How can new parents advocate for themselves to facilitate a successful transition back into the workplace?

With new and often overwhelming responsibilities, the need to shift priorities and redefine personal balance can make the transition into working parenthood really difficult.

With new and often overwhelming responsibilities, the need to shift priorities and redefine personal balance can make the transition into working parenthood really difficult. Often, employees who are at this life stage have the most institutional knowledge, and thus are of high value to their organization, so retention becomes paramount.

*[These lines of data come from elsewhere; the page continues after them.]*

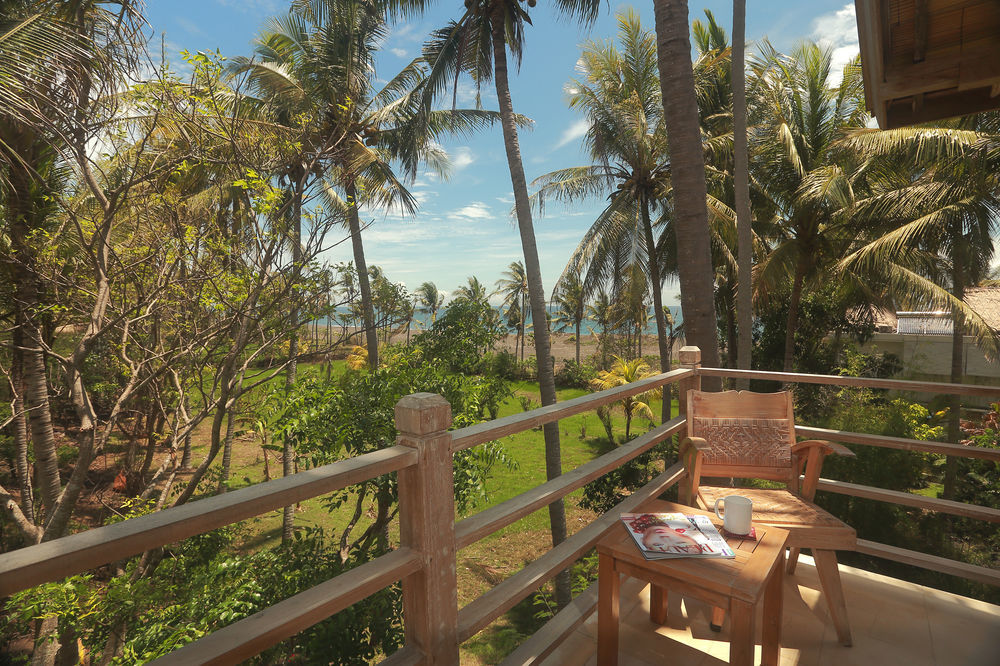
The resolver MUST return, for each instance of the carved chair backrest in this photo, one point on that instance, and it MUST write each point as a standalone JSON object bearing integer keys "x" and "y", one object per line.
{"x": 749, "y": 434}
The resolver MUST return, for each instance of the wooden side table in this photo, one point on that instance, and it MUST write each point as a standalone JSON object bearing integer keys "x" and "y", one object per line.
{"x": 739, "y": 584}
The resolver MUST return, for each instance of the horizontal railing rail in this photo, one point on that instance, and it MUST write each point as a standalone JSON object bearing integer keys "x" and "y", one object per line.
{"x": 54, "y": 560}
{"x": 480, "y": 433}
{"x": 495, "y": 602}
{"x": 425, "y": 562}
{"x": 943, "y": 448}
{"x": 863, "y": 382}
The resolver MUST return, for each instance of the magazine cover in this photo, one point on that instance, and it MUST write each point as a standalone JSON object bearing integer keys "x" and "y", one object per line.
{"x": 669, "y": 535}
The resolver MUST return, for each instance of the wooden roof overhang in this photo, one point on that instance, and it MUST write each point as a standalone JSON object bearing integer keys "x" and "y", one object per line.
{"x": 925, "y": 60}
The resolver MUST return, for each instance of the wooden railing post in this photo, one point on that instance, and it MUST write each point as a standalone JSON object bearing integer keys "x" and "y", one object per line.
{"x": 690, "y": 358}
{"x": 427, "y": 525}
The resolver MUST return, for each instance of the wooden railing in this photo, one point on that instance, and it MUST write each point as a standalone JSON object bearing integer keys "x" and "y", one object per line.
{"x": 425, "y": 561}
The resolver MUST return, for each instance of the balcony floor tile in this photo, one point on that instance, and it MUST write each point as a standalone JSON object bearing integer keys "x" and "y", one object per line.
{"x": 892, "y": 621}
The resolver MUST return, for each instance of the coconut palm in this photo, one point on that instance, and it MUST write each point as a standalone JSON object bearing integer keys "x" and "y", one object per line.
{"x": 625, "y": 372}
{"x": 514, "y": 289}
{"x": 572, "y": 302}
{"x": 473, "y": 291}
{"x": 680, "y": 108}
{"x": 477, "y": 43}
{"x": 316, "y": 66}
{"x": 798, "y": 115}
{"x": 601, "y": 311}
{"x": 934, "y": 202}
{"x": 741, "y": 187}
{"x": 619, "y": 94}
{"x": 430, "y": 299}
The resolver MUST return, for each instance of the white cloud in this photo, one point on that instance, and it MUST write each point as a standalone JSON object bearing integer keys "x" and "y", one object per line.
{"x": 477, "y": 210}
{"x": 399, "y": 234}
{"x": 838, "y": 31}
{"x": 461, "y": 157}
{"x": 266, "y": 7}
{"x": 572, "y": 133}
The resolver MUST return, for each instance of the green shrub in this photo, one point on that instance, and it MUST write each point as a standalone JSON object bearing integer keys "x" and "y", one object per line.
{"x": 575, "y": 375}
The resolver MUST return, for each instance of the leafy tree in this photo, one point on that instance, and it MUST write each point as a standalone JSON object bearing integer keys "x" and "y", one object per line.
{"x": 430, "y": 299}
{"x": 463, "y": 336}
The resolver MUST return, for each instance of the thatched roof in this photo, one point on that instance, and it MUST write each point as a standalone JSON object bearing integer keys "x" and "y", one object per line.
{"x": 924, "y": 60}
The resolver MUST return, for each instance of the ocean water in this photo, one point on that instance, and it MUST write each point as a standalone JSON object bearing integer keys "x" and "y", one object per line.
{"x": 422, "y": 320}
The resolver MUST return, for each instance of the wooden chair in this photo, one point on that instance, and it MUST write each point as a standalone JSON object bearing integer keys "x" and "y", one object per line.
{"x": 742, "y": 434}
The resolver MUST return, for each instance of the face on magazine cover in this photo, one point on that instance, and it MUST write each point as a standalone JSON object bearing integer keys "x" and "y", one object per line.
{"x": 665, "y": 540}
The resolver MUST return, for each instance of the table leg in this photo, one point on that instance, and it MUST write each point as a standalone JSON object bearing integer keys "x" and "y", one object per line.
{"x": 607, "y": 612}
{"x": 657, "y": 604}
{"x": 718, "y": 617}
{"x": 771, "y": 631}
{"x": 741, "y": 630}
{"x": 829, "y": 580}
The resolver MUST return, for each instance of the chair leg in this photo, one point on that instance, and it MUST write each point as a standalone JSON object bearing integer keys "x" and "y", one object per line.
{"x": 829, "y": 580}
{"x": 793, "y": 559}
{"x": 657, "y": 604}
{"x": 718, "y": 617}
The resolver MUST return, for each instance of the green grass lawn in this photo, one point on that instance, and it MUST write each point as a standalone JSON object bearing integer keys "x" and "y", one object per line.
{"x": 481, "y": 565}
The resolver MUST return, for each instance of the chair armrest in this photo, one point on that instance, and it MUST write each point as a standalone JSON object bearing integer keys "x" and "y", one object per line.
{"x": 800, "y": 448}
{"x": 697, "y": 443}
{"x": 811, "y": 453}
{"x": 691, "y": 453}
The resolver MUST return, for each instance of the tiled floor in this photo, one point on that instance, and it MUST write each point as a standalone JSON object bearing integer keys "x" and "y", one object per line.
{"x": 893, "y": 622}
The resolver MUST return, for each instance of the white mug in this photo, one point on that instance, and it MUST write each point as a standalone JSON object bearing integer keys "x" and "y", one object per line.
{"x": 736, "y": 519}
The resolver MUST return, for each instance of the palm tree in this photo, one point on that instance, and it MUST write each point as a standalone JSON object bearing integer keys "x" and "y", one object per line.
{"x": 934, "y": 201}
{"x": 680, "y": 108}
{"x": 798, "y": 117}
{"x": 572, "y": 302}
{"x": 514, "y": 289}
{"x": 620, "y": 97}
{"x": 741, "y": 183}
{"x": 624, "y": 372}
{"x": 477, "y": 43}
{"x": 430, "y": 299}
{"x": 318, "y": 63}
{"x": 601, "y": 311}
{"x": 472, "y": 291}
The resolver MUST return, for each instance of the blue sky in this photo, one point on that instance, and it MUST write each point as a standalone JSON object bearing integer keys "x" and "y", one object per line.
{"x": 464, "y": 226}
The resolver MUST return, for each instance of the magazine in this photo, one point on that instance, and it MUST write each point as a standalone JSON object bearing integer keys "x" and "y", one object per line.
{"x": 663, "y": 536}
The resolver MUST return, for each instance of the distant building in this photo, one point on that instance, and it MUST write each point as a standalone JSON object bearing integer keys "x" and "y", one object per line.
{"x": 922, "y": 341}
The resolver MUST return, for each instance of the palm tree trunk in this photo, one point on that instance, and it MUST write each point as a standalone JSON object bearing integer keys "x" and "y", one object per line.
{"x": 578, "y": 322}
{"x": 792, "y": 322}
{"x": 680, "y": 107}
{"x": 367, "y": 308}
{"x": 288, "y": 514}
{"x": 657, "y": 287}
{"x": 536, "y": 292}
{"x": 20, "y": 426}
{"x": 741, "y": 176}
{"x": 957, "y": 371}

When you are faced with the need to find a different balance between your home life and work life, suggest a plan for how you can meet your needs while still meeting the needs of the company. For example, asking about a flexible work schedule, telecommuting options, job sharing possibilities, and technology to support flexibility (e.g., PDAs) can ease your transition. The truth is, if you can demonstrate mutually beneficial solutions, the firm builds loyalty and retains you and everyone wins. If you hear, “No, because we haven't done this before,” ask “Why not?” Be bold and take the risk so that you might hear “Yes,” even if on a trial basis.

Building a network at the office through a parent-pairing mentorship program or new parent support group can help substantially. If your office doesn't already have one, suggest starting one.

As employees are becoming parents, it's time for leadership in firms to flex parental instincts by being attentive, considerate, understanding, responsive, and asking, “Why not?” When companies become a valuable partner to their employees during this important time, they capitalize on a great opportunity to enhance their relationship with their employees, build loyalty, and help assure retention of their best people.

Lastly, it's important to note that the way employees and leaders handle these situations reflect profoundly on how companies value and treat their employees. It's not just the potential parents who are paying attention. This becomes an important part of the organizational culture.